A woman in Nebraska who advertised herself as a midwife specializing in home births could face up to 20 years in prison if convicted of negligent child abuse resulting in the death of a baby. Prosecutors say she didn't have the proper certification. https://t.co/Z3peZUelVU— The New York Times (@nytimes) July 6, 2019
After noting that the baby's foot had been delivered, the mother told detectives that Hock asked her if she would prefer to continue with the birth at home and assured her " she had trained in delivering breech babies," court documents state. The mother agreed to the home delivery, but Hock then called 911. The baby, who was delivered by paramedics on the way to the hospital, was unresponsive, according to the criminal complaint. After resuscitation efforts were unsuccessful, the baby was put on life support upon arrival at the hospital, the documents state.
The baby, named Vera by her parents, Emily and Crayton Noe, removed her from life support and she died shortly after. Nebraska law requires midwives to be certified by the state. They must also be under the supervision of a licensed medical practitioner in a health care facility or in an authorized setting. They are not permitted to deliver babies at home.

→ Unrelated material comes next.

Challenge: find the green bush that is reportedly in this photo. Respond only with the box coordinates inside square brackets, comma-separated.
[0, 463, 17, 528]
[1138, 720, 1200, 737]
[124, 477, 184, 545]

The on-duty obstetrics doctor in the emergency room reported that the baby had been deprived of oxygen and suffered swelling in the brain, which could potentially result in death, the court documents state. A warrant was issued for Hock's arrest after Nebraska Health and Human Services determined that she neither holds a medical nor a certified nurse-midwife license.
Stuart J. Dornan, a lawyer for Hock, 36, said in an interview that his client planned to plead not guilty to the charge of negligent child abuse resulting in the death of the baby. The felony charge, which both he and prosecutors said was seldom brought against midwives.